Auf der gegenüberliegenden Seite des Bildes schaut der Maler Franz Radziwill selbst den Betrachter an. Er sitzt, die Malpalette vor sich auf dem Tischtuch im hinteren Raum, der durch eine geöffnete Tür den Blick in eine Naturlandschaft weitet. Über ihm schwebt ein Lampenschirm mit einer nackten Glühbirne; es befindet sich also bereits Elektrizität im abgelegenen Haus des Fischerdorfes Dangast. Die Glühbirne spendet kein Licht, der Maler inszeniert sich im Hintergrund bleibend, zurückgezogen im Halbdunkeln. Sich selbst klein darstellend, gelingt es ihm, die dominierende Figur im Vordergrund noch bedeutungsvoller erscheinen zu lassen.

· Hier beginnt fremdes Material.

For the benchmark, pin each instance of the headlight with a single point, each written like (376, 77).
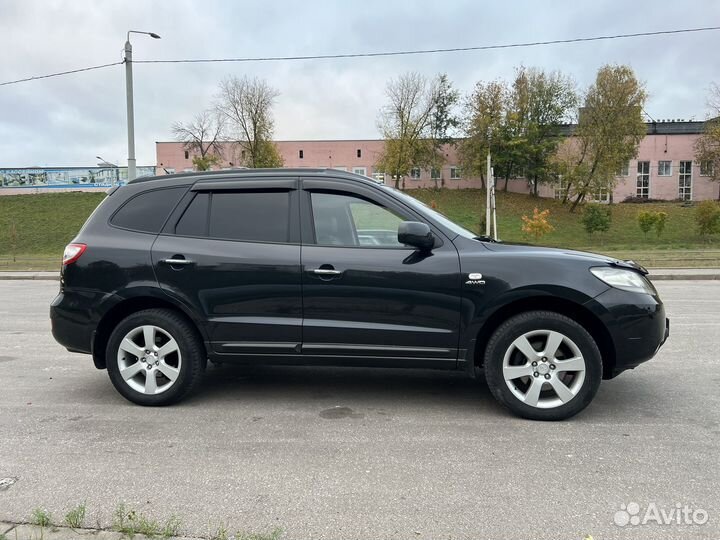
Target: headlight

Der Maler könnte gedacht haben: Das ist meine Frau, ich liebe sie über allen Maßen und alle sollen es sehen. Er entscheidet sich für ein weißes, reichlich mit Gold besticktes Gewand, wie man es gelegentlich auf Darstellungen Marias, der Mutter Gottes, sehen kann. Darunter erscheint, vom Hals bis zu den Füßen leicht geöffnet, ein signalrotes Kleid. Gewand und Kleid sind reduziert auf die Farben Weiß-Unschuld und Rot-Liebe. Sie sind ausgewählt für einen festlichen Anlass, unterstützt durch einen Collier mit entsprechenden Ohrringen.

Durch die Anspielung auf christliche Marienikonographie gelingt es dem Maler, seiner aufrichtigen Liebe und Zuneigung eine weitere Dimension hinzuzufügen: die der Verehrung.

Die Haare in der Mitte geteilt, genauso wie auf Familienfotos der Zeit zu sehen, die Gesichtszüge weich, der Blick versunken, schaut diese Frau optimistisch in die Zukunft. Eine Hand der Frau hält ein Buch, ein Zeichen für Bildung, die andere ruht auf dem Schoß. Die schwarze Katze bringt Leben ins Haus, sie sitzt neben Inge Radziwill auf dem Boden, zwischen Maler und Modell.

Radziwills heirateten 1923. Der Tod Inge Radziwills 1942, erst 47jährig, muss ein großer Verlust für den Maler gewesen sein. Dafür steht dieses Gemälde von Franz Radziwill, das Portrait seiner geliebten, verehrungswürdigen Frau. Hat er geahnt, als er dieses Bild fast noch in den Flitterwochen malte, dass er sie bald verlieren wird? Das weiße Gewand umschließt das rote Kleid wie eine lange, durchgehende Wunde.